Meta Learning is one of the promising lines of work that aim to solve the small data problems in machine learning field. Currently, many people working on AI are thinking day and night about how to scale AI systems and improve their profit margins. One main challenge to solve is how to quickly build an AI model that reaches human level performance on classes with only few samples. The Andreessen Horowitz recently had a very good discussion on this issue to improve AI economics.
In the space of manufacturing, for example, people generally believe in the potential of AI technology and there are proofs that AI models are better than the traditional pattern matching-based CV techniques in accuracy and robustness; however, a fundamental constraint that is blocking many of the AI applications from successful deployment is that if a new defect type appears or the process changes, AI models need to be re-trained, which usually requires a non-trivial amount of samples and a few rounds of model iterations. The landing of AI systems will be more practical and scalable if AI models can reach >99% precision and recall by training on only a few samples if the capability of AI models on recognition and detection can be more transferable across different tasks, and if AI models can master at learning how to learn new tasks. The capability of learning how to learn is what we called Meta-Learning. That’s what makes me very excited about this course.
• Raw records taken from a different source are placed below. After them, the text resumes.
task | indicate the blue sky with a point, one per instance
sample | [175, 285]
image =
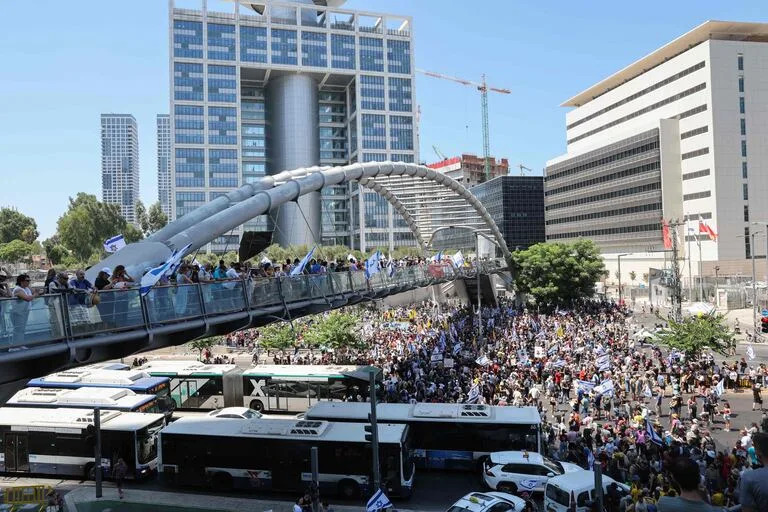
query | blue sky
[62, 67]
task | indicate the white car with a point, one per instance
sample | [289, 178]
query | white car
[488, 502]
[242, 413]
[522, 471]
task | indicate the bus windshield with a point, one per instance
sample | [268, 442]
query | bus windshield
[146, 442]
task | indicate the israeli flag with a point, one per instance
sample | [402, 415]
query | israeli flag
[458, 260]
[654, 437]
[299, 269]
[151, 278]
[378, 501]
[114, 244]
[372, 265]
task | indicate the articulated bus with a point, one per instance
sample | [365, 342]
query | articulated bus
[136, 381]
[448, 436]
[115, 399]
[275, 454]
[264, 388]
[59, 442]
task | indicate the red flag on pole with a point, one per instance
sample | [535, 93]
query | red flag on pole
[665, 234]
[706, 228]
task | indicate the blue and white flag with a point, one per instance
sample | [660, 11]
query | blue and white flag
[378, 501]
[114, 244]
[653, 436]
[720, 388]
[372, 266]
[151, 278]
[299, 269]
[458, 260]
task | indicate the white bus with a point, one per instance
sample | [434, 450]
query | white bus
[136, 381]
[448, 436]
[274, 454]
[196, 385]
[116, 399]
[296, 388]
[60, 442]
[263, 388]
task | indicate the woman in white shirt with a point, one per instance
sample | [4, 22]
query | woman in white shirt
[20, 307]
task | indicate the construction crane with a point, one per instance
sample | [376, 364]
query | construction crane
[483, 88]
[523, 169]
[439, 154]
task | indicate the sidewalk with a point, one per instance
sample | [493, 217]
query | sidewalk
[201, 502]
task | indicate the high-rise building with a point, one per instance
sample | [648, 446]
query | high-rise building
[164, 163]
[677, 135]
[273, 86]
[120, 162]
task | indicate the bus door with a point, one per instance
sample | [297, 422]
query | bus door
[16, 452]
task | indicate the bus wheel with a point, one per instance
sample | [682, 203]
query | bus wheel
[349, 489]
[507, 487]
[222, 481]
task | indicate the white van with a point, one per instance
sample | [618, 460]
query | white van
[579, 486]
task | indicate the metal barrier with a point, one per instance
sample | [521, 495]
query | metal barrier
[70, 316]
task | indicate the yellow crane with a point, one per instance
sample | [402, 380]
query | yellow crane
[483, 87]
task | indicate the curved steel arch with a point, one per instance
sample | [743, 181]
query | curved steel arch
[225, 215]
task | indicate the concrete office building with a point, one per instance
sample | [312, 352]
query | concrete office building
[676, 135]
[273, 86]
[120, 162]
[164, 163]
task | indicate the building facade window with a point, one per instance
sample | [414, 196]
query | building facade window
[253, 44]
[400, 94]
[399, 56]
[342, 51]
[314, 51]
[222, 168]
[222, 83]
[221, 42]
[188, 81]
[187, 39]
[372, 92]
[284, 44]
[190, 169]
[371, 54]
[190, 124]
[222, 125]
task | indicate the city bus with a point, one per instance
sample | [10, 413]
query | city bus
[60, 442]
[264, 388]
[448, 436]
[296, 388]
[115, 399]
[274, 454]
[137, 381]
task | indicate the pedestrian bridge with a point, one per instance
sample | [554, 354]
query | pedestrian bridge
[55, 332]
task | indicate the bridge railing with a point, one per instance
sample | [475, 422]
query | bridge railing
[53, 318]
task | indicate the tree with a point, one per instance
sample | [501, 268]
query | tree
[16, 226]
[157, 217]
[201, 344]
[693, 334]
[335, 330]
[277, 336]
[87, 223]
[15, 251]
[558, 273]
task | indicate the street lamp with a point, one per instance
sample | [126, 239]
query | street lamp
[619, 258]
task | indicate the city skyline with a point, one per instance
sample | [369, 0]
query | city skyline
[525, 127]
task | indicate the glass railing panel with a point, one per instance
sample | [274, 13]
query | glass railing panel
[23, 323]
[223, 297]
[167, 304]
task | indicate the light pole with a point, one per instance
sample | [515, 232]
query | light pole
[619, 258]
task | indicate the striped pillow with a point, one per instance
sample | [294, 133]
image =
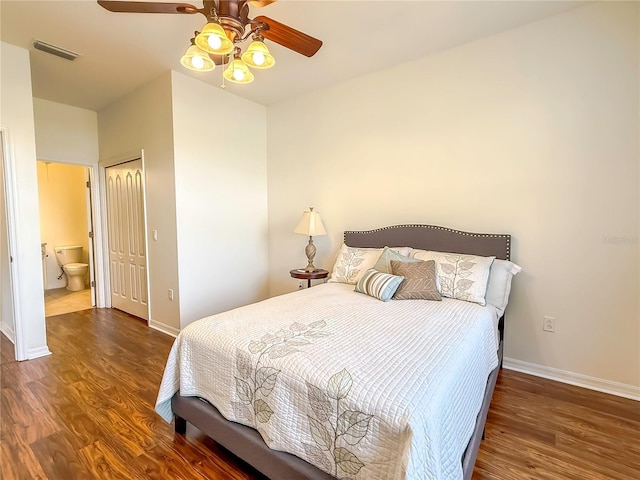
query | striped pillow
[379, 285]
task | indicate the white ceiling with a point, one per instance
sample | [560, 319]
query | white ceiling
[121, 51]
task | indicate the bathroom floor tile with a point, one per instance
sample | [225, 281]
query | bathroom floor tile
[60, 300]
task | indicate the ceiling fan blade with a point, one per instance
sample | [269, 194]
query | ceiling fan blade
[289, 37]
[147, 7]
[262, 3]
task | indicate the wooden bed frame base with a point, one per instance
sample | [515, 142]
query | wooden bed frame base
[247, 444]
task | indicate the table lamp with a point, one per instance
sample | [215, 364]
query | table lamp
[310, 224]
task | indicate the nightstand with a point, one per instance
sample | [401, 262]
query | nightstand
[308, 276]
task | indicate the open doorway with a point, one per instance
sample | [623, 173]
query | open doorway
[66, 237]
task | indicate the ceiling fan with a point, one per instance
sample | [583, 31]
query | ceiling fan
[228, 24]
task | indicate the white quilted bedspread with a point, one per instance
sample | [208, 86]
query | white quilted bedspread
[361, 388]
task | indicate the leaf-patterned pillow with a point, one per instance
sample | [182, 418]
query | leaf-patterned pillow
[419, 280]
[352, 263]
[460, 276]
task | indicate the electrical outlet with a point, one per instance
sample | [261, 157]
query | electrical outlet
[549, 324]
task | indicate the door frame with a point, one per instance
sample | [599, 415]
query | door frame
[104, 251]
[15, 251]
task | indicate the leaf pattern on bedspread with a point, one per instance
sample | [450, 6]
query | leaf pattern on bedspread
[254, 382]
[332, 427]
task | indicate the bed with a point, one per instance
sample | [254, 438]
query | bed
[340, 448]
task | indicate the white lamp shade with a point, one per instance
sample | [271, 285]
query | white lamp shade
[310, 224]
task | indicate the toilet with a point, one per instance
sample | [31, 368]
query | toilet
[70, 258]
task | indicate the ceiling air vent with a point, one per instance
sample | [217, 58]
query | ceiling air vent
[53, 50]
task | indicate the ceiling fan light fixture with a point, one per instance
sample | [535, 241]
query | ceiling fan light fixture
[258, 55]
[213, 39]
[197, 60]
[238, 72]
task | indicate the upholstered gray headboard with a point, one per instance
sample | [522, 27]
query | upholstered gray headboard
[431, 237]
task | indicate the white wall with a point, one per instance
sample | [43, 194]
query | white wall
[6, 301]
[65, 134]
[143, 120]
[532, 132]
[16, 116]
[221, 198]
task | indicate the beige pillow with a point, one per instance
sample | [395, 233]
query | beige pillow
[459, 275]
[419, 280]
[352, 263]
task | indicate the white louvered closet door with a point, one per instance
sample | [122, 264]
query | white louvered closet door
[127, 239]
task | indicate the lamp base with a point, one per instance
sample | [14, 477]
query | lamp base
[310, 251]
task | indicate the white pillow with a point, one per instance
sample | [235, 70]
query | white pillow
[499, 285]
[352, 263]
[460, 276]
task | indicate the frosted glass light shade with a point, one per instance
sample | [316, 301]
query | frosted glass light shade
[258, 56]
[197, 59]
[310, 224]
[238, 72]
[213, 39]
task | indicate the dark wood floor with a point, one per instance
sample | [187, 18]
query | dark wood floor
[86, 412]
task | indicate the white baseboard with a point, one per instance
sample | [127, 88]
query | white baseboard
[38, 352]
[564, 376]
[8, 332]
[161, 327]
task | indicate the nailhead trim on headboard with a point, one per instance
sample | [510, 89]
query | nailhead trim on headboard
[506, 253]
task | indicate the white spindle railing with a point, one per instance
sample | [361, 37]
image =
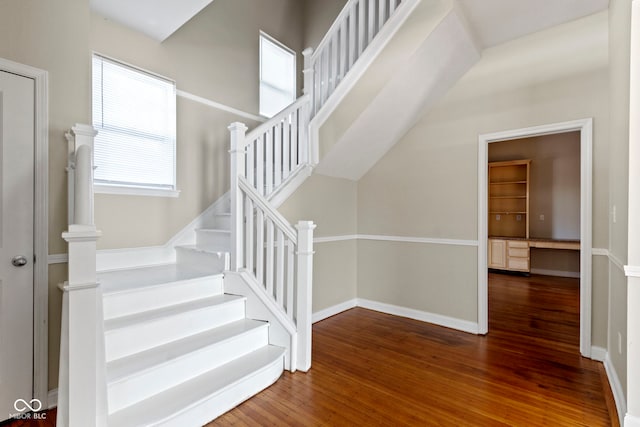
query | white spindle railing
[278, 148]
[264, 243]
[352, 31]
[82, 385]
[263, 161]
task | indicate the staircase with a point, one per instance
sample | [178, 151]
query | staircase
[179, 344]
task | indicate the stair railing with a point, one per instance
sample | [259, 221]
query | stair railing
[82, 376]
[266, 246]
[353, 30]
[269, 157]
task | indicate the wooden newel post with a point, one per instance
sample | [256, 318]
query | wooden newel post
[305, 288]
[82, 384]
[238, 131]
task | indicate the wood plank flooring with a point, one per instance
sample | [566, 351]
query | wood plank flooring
[375, 369]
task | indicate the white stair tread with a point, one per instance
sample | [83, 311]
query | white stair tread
[124, 280]
[214, 230]
[124, 321]
[197, 249]
[190, 393]
[149, 359]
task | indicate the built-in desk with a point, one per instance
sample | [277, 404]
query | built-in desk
[513, 254]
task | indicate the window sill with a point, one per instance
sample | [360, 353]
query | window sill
[134, 191]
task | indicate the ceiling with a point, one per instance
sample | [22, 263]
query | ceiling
[156, 18]
[491, 21]
[497, 21]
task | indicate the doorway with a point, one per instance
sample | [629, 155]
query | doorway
[23, 237]
[584, 127]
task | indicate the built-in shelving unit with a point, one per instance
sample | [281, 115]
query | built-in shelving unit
[509, 199]
[509, 215]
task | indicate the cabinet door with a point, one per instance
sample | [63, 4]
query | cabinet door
[497, 253]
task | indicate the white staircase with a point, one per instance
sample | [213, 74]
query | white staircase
[164, 345]
[179, 351]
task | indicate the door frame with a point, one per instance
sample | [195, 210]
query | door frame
[585, 127]
[41, 226]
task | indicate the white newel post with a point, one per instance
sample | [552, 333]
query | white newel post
[238, 131]
[304, 299]
[82, 383]
[308, 75]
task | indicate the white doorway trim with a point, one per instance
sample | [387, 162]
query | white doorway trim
[585, 126]
[41, 227]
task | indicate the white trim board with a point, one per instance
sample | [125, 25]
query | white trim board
[41, 224]
[616, 388]
[556, 273]
[219, 106]
[585, 126]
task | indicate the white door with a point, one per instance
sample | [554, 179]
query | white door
[16, 241]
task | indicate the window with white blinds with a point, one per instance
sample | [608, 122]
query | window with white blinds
[277, 76]
[134, 113]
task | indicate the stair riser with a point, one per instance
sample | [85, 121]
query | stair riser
[213, 263]
[204, 411]
[222, 222]
[139, 337]
[129, 391]
[219, 241]
[125, 303]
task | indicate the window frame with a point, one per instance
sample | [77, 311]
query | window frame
[285, 48]
[132, 188]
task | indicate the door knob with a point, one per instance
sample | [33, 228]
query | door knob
[19, 260]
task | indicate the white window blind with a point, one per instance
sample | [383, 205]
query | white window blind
[134, 113]
[277, 76]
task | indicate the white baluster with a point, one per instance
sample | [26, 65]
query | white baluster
[268, 142]
[372, 21]
[269, 260]
[277, 155]
[290, 279]
[238, 131]
[304, 288]
[382, 12]
[362, 25]
[280, 268]
[352, 34]
[260, 163]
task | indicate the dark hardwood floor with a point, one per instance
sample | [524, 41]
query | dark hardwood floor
[375, 369]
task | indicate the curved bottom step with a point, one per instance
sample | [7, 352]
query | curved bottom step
[202, 399]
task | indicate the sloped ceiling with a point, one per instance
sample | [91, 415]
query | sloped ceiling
[156, 18]
[497, 21]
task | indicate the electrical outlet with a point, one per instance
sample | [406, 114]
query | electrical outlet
[619, 343]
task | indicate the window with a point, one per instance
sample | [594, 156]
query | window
[277, 76]
[134, 113]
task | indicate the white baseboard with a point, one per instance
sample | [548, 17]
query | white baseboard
[424, 316]
[616, 389]
[333, 310]
[631, 421]
[52, 398]
[598, 354]
[556, 273]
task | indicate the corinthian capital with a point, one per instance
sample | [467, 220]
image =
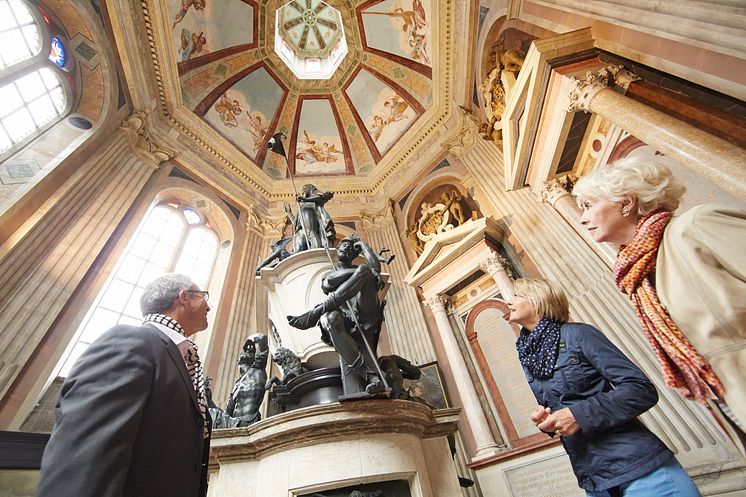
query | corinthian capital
[144, 144]
[623, 77]
[438, 302]
[555, 189]
[584, 90]
[495, 263]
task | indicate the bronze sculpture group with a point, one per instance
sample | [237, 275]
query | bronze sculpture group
[349, 319]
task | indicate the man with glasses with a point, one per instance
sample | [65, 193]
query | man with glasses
[132, 419]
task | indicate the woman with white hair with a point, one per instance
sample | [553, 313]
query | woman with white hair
[590, 394]
[685, 275]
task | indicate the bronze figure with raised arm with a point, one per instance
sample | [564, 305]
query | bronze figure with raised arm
[352, 313]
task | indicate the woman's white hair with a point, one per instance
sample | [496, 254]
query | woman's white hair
[646, 178]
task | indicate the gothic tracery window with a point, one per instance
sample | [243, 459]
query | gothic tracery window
[173, 237]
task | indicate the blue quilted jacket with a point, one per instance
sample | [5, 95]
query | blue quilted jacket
[605, 392]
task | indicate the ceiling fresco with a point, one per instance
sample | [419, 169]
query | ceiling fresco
[231, 77]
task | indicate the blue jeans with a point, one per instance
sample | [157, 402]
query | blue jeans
[669, 480]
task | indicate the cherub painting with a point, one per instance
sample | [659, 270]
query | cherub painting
[228, 110]
[311, 150]
[258, 128]
[414, 29]
[185, 4]
[192, 44]
[394, 110]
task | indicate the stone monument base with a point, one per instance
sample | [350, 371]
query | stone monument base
[323, 448]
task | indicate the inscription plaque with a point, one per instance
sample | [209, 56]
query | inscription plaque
[497, 341]
[550, 477]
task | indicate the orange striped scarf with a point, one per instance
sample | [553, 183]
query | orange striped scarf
[683, 368]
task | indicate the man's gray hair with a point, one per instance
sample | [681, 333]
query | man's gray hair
[160, 294]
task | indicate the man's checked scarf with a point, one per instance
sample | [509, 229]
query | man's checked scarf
[194, 366]
[683, 368]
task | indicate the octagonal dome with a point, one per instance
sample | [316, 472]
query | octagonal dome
[310, 39]
[232, 79]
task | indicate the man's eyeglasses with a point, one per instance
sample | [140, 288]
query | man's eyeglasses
[205, 295]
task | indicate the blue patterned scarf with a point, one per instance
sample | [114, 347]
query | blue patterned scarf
[538, 349]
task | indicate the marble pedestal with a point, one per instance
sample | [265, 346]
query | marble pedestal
[326, 447]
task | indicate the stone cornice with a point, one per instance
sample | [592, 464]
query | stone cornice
[317, 424]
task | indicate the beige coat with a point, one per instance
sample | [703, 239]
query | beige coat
[701, 280]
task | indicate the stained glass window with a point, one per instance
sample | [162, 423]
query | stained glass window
[38, 96]
[57, 52]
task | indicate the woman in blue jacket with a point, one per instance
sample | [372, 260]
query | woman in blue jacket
[590, 394]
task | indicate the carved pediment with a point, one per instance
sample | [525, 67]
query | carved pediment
[445, 252]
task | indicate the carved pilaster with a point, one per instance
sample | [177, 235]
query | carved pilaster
[142, 141]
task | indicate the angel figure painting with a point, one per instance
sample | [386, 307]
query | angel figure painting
[201, 24]
[386, 113]
[311, 149]
[408, 18]
[228, 109]
[244, 113]
[319, 148]
[192, 44]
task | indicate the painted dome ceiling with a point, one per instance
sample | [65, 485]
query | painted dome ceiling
[232, 77]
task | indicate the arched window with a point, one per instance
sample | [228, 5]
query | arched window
[35, 74]
[173, 237]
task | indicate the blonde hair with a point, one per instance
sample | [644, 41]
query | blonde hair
[546, 298]
[646, 178]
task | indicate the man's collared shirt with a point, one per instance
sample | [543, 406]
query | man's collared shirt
[181, 342]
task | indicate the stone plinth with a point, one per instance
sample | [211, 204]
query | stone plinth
[290, 288]
[324, 447]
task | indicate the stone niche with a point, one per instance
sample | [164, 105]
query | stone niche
[330, 448]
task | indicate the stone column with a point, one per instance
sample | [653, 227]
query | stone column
[260, 232]
[405, 322]
[711, 157]
[556, 192]
[498, 268]
[472, 408]
[45, 260]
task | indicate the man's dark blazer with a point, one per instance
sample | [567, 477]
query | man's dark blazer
[128, 423]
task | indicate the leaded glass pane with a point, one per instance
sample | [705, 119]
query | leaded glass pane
[32, 37]
[50, 78]
[5, 142]
[19, 124]
[31, 86]
[42, 110]
[10, 100]
[13, 47]
[7, 19]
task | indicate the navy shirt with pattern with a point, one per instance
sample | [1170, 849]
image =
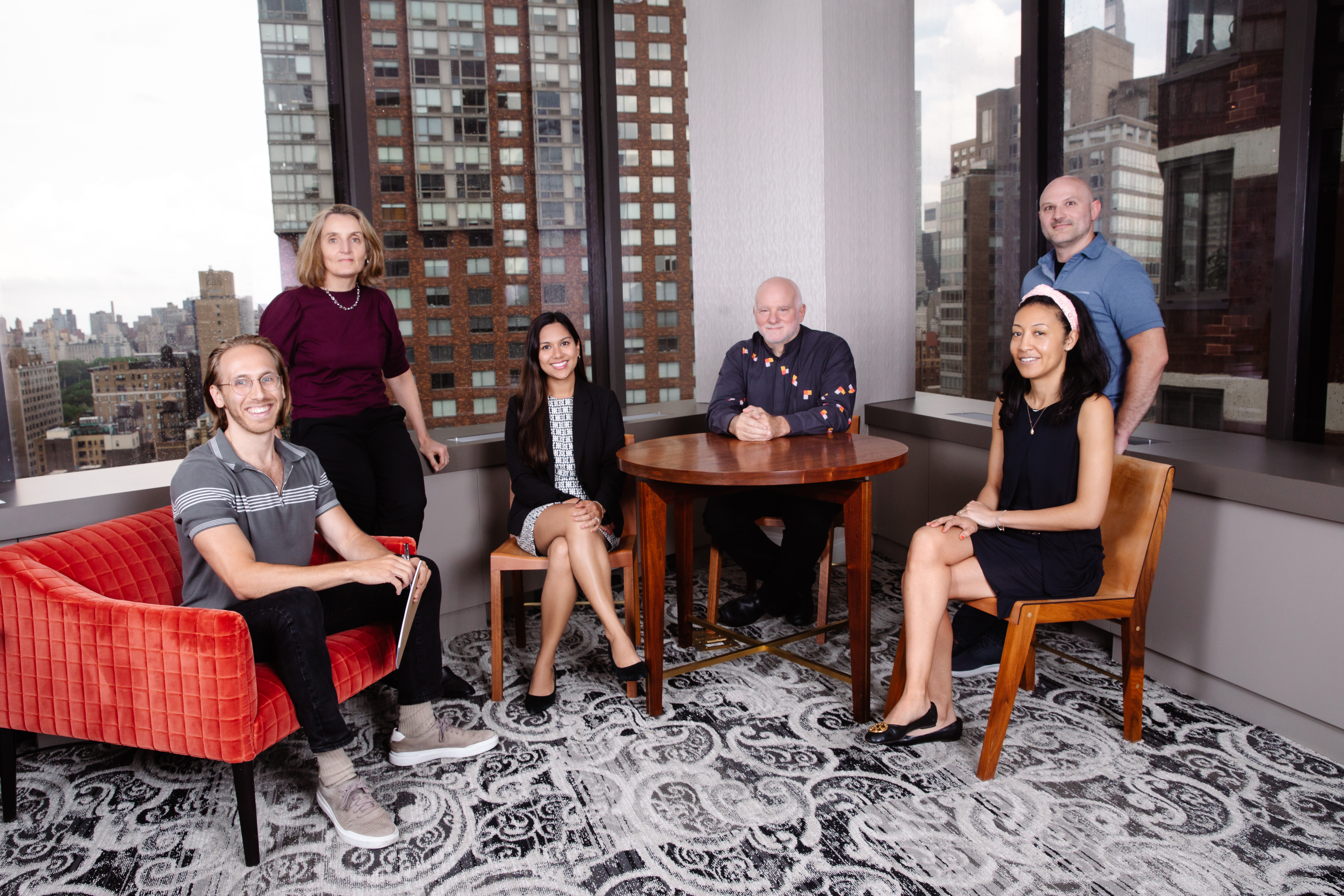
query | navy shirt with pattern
[214, 487]
[811, 383]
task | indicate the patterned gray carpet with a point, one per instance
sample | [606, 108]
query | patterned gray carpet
[753, 782]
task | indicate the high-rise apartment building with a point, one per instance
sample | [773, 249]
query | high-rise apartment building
[478, 163]
[218, 314]
[33, 396]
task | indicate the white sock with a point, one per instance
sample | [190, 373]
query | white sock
[416, 719]
[334, 769]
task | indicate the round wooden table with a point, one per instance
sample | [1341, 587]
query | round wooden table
[682, 468]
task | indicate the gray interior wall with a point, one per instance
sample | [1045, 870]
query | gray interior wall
[802, 166]
[1242, 614]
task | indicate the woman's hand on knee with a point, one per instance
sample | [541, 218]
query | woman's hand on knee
[588, 515]
[956, 522]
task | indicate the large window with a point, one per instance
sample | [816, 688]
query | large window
[968, 242]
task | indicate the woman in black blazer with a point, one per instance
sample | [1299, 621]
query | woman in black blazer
[561, 438]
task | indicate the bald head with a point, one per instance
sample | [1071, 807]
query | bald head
[779, 311]
[1068, 210]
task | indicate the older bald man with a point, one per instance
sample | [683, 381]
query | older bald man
[1120, 296]
[785, 381]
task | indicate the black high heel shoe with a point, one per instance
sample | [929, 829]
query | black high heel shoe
[537, 704]
[892, 735]
[634, 672]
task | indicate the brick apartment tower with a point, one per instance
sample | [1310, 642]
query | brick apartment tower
[478, 179]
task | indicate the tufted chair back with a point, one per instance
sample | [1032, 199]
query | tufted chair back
[132, 558]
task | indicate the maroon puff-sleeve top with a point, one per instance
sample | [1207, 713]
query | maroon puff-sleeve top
[338, 359]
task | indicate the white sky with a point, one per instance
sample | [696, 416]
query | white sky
[135, 156]
[967, 48]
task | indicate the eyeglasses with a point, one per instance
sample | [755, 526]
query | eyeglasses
[242, 386]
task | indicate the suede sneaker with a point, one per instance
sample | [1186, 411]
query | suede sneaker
[359, 821]
[441, 742]
[978, 660]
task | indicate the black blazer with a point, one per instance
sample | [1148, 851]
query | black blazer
[599, 434]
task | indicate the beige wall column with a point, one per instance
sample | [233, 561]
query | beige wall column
[803, 166]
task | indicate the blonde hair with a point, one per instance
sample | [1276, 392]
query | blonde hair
[308, 265]
[210, 377]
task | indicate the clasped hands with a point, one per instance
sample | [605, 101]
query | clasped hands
[588, 514]
[757, 425]
[970, 519]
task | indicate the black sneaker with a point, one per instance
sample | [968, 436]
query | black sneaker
[978, 660]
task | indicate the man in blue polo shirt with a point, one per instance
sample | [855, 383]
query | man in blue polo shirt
[1120, 296]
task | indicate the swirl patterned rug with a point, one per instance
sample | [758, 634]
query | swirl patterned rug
[753, 782]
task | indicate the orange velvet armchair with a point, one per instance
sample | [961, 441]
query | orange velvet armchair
[95, 645]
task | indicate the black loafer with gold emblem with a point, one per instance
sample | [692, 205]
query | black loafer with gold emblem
[892, 735]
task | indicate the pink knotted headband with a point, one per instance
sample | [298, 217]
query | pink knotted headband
[1060, 299]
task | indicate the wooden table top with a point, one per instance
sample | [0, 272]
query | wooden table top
[705, 459]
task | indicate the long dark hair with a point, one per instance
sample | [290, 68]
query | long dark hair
[534, 429]
[1087, 369]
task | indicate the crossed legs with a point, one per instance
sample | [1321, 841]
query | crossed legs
[577, 559]
[941, 567]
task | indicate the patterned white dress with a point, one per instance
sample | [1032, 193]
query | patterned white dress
[566, 476]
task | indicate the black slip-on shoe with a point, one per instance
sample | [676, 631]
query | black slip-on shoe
[746, 610]
[890, 735]
[948, 733]
[979, 659]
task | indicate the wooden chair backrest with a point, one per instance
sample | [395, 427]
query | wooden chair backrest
[1132, 530]
[627, 499]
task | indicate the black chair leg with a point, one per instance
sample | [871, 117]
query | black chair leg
[9, 774]
[247, 793]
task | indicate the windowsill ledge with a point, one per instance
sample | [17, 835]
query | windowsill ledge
[1295, 477]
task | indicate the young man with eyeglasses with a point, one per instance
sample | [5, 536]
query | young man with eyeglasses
[247, 506]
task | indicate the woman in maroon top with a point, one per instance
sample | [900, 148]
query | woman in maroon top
[345, 350]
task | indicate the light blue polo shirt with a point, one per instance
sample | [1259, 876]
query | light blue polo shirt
[1117, 292]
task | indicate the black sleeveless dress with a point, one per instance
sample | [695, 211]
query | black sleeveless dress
[1041, 471]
The instructor of this course is Chelsea Finn, who is teaching this course for the second year. Chelsea has been working on reinforcement learning and meta learning at Berkeley BAIR and Google Brain and she has been publicly sharing her research on Twitter a lot. I really like her passion and mindsets, which is another main factor that attracts me to this course.
The first two lectures have been fine. In the second lecture, Chelsea started on multi-task learning and mostly focusing on how to choosing condition on the task descriptor and design the architecture of shared parameters in the multi-task models. When she came to the objective and explained the loss function that combines losses from different tasks, I realized that the mainstream of object detection models largely overlaps with this area. From the perspective of multi-task learning, the object detection models like RetinaNet are learning two tasks at the same time: localization of the target objects (by creating bounding boxes) and classifying the objects to be one of the designated classes (by assigning a class). Both tasks are depending on the models’ deep understanding of the images’ contents, so they sharing lots of weights and the multi-head architecture is the mainstream. In past work, we always tied the bounding box labels and classification labels closely: each bounding box needs to have a class. However, from the perspective of the multi-task learning, such practice is not useful but not necessary — you can separate them as complete two tasks, so it’s fine if an image has bounding boxes but no classification labels (maybe not in reverse). That means you can discard or change some of the classification labels while retaining the bounding boxes when, for example, you split a class into multiple sub-classes or if you update your class definition.
As I learn more about the multi-task learning, I find the optimization approach is not very distinct from the vanilla deep neural network: you still use back-propagation on the gradient of losses and you handle the overfitting/underfitting in the similar fashion. You still approach the problem with the same three key components: the input data distribution, the output data distribution given the input, and the loss function. The core underlying technology doesn’t change from single-task learning; only the problem statement and the architecture. This then extends the application of deep learning into a bigger scope of work and powers real-life applications like multi-task YouTube recommendation and text embedding system in Pinterest. The knowledge of neural networks may not transfer that well, but our human knowledge transfer across problems very well indeed.